Wir sind nicht ihre "sozialen Eltern", wir sind ihre Eltern. Ohne wenn und aber. Die einzigen, die sie hat.
ZitatWir sind nicht ihre "sozialen Eltern", wir sind ihre Eltern. Ohne wenn und aber. Die einzigen, die sie hat.
Und genau da täuscht du dich eben. Auch wenn ihr diejenigen seid, die sie aufgezogen haben, so seid ihr "nur" ihre sozialen Eltern. Ihre biologischen Eltern seid ihr nicht und werdet ihr auch nie sein.

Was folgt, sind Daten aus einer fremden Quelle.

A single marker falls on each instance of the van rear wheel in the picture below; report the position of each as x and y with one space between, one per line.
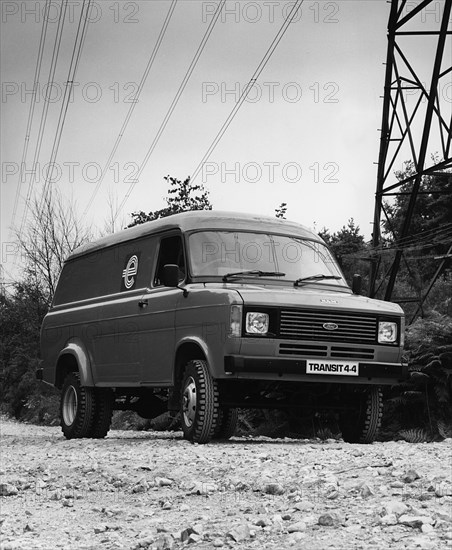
77 407
199 402
362 423
103 400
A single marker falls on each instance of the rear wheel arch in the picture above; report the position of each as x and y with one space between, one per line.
67 363
187 351
73 358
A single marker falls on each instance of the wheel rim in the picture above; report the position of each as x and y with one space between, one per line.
189 402
70 404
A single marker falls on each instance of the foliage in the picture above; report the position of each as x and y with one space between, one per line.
430 229
21 395
182 197
281 211
349 247
52 233
421 408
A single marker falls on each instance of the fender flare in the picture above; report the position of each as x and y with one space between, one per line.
77 349
200 343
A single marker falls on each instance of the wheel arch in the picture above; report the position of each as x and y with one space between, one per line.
74 358
188 350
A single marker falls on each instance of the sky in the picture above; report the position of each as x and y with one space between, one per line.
307 135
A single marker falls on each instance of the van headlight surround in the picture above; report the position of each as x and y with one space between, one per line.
257 322
387 332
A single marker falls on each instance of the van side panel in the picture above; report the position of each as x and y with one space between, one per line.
204 316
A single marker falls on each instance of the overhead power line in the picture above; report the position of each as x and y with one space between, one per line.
132 106
173 104
76 54
32 108
250 85
42 125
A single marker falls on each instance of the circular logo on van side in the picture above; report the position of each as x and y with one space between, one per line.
130 272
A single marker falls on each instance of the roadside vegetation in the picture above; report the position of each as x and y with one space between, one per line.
419 410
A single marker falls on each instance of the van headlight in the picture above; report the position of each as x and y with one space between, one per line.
236 320
257 322
387 332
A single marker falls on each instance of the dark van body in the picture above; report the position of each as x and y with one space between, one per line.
205 312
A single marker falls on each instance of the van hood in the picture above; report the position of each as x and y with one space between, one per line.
313 298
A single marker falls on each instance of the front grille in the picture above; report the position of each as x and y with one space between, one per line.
332 352
337 352
308 350
308 325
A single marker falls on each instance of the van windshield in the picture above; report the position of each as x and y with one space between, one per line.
220 253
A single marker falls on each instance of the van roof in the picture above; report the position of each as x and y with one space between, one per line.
200 220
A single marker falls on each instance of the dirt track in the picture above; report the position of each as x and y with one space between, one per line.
155 490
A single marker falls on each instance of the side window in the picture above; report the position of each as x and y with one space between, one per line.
171 252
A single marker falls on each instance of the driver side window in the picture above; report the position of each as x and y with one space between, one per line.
171 252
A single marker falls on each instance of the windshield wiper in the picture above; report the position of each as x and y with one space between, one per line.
255 272
318 277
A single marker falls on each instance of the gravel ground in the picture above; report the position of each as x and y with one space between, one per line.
156 491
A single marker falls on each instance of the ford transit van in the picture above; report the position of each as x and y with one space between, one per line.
206 312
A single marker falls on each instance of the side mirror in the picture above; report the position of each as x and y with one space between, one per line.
357 284
170 276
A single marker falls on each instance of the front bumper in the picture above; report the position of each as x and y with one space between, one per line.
295 369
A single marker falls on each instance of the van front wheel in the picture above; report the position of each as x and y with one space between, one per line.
77 408
362 423
199 402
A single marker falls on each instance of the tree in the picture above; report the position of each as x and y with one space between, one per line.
430 231
21 315
52 233
280 212
349 248
183 196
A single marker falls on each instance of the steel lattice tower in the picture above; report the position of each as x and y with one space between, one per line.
416 122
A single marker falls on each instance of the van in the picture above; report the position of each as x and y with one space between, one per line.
206 312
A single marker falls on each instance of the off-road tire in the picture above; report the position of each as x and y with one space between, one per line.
227 423
362 424
77 408
103 404
199 402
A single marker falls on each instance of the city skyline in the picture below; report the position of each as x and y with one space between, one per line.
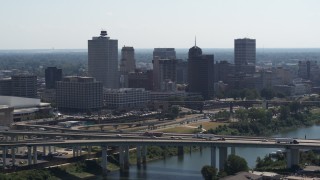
38 24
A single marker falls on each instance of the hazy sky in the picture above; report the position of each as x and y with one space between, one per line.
60 24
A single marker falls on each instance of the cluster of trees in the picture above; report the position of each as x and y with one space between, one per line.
258 121
233 165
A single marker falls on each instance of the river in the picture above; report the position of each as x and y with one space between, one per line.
188 166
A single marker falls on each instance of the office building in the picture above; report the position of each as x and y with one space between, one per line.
200 73
24 86
52 75
103 60
182 72
128 62
76 93
164 66
6 87
6 115
141 79
245 55
126 98
22 109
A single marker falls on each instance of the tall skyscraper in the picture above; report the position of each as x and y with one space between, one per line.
128 62
200 73
103 60
24 86
164 66
52 74
245 55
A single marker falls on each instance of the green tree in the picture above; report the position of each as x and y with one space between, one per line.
235 164
267 93
209 172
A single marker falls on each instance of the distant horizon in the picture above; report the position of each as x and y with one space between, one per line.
38 24
146 48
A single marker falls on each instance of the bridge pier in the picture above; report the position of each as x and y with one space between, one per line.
104 159
35 155
223 155
126 157
4 156
89 151
121 158
233 150
231 107
138 155
293 157
13 155
213 156
29 155
144 154
44 150
73 151
180 151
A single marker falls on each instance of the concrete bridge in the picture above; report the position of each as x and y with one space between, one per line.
141 144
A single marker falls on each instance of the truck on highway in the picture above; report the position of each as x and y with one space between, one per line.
204 136
153 134
286 140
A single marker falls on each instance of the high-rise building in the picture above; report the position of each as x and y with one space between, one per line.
79 93
6 87
141 79
128 62
164 53
126 98
103 60
245 55
200 73
24 86
164 66
52 75
182 71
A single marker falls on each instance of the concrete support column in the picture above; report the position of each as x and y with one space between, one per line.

Das mein ich auch nicht böse, ich möchte euch eure Rolle in Annas Leben keinesfalls absprechen. Und es ist nur gut, wenn ihr sie annehmen konntet, als wäre sie ganz euer Kind, wichtig ist nur, dass man einem Adoptivkind seine Herkunft nicht aberkennt als Adoptiveltern.
Biologisch genetisch geshen ist sie nicht eure richtige Tochter. Akzeptiert und respektiert das oder ihr werdet irgendwann mal ziemliche Probleme haben. Und euch wird die Adoption "gekündigt".
Mann kein ein Eltern/Tochter Verhältnis nicht kündigen.
Der Punkt ist, dass sie ihr Leben lang rumgeschoben wurde und ihre biologischen Erzeuger keinen Kontakt mit ihr haben wollten. Gar nicht. Durch dieses "Ritual", was sie vielleicht schlimmer anhört, als es tatsächlich war, haben wir ihr eine neue Basis gegeben. Jede Situation ist anders und meine Geschichte soll hier auch keine "Blaupause" für andere sein.
Es war notwendig und es hat funktioniert. Da können mir irgendwelche "Adoptionsratgeber" noch so sehr etwas anderes erzählen. Es ist 14 Jahre her und seitdem gab es nicht einen einzigen Zweifel, dass wir nicht ihre Eltern sind oder sie nicht unsere Tochter.
Selbst im schlimmsten Teenager-Streit haben wir noch nie gehört, dass wir nicht ihre Eltern sind.
Wie gesagt, es ist keine Blaupause. Ich wollte ich einfach nur von unserer Geschichte erzählen.
Oh doch man kann es künden. Man kann es hassen, verachten, verleugnen, verabscheuen und so weiter. Das sind alles Auswirkungen und Praktiken von dieser Kündigung.
@Maus: Seit wann kann man Adoptionen "kündigen"? Ich dachte meist, die seien sozusagen endgültig, nicht mehr rückgängig zu machen. Oder sollte das als Metapher zu verstehen sein?
Zum Thema: Ich persönlich fand dieses Ritual auch ein wenig, nun ja, abergläubig bzw. ein wenig seltsam. Es ist natürlich verständlich, dass ihr eurer Tochter Halt geben möchtet, ihr damit zeigen möchtet, dass sie zu euch gehört, dass sie nicht mehr verlassen wird usw. Aber ganz ehrlich, ich würde es schon mit der Angst bekommen, wenn mein Vater auf einmal mitten im Zimmer stünde mit einem Messer in der Hand und ihm selbst, mir und meiner Mutter in die Hand schneiden würde, um das Blut anschließend irgendwie zu verwischen, und das vollkommen wortlos. Natürlich hast du es nur "gut gemeint". Und natürlich ist es wichtig, dass ihr euer Tochter zeigt, dass ihr immer für sie da seid. Aber ihr solltet ihr ihre Herkunft nicht vorenthalten, solltet ihren Hintergrund nicht verleugnen, vor allem nicht vor euch selbst. Wenn sie nicht darüber reden möchte bzw. mochte, ist das okay. Aber einfach auf "heile Welt" machen, läuft meistens auch nicht.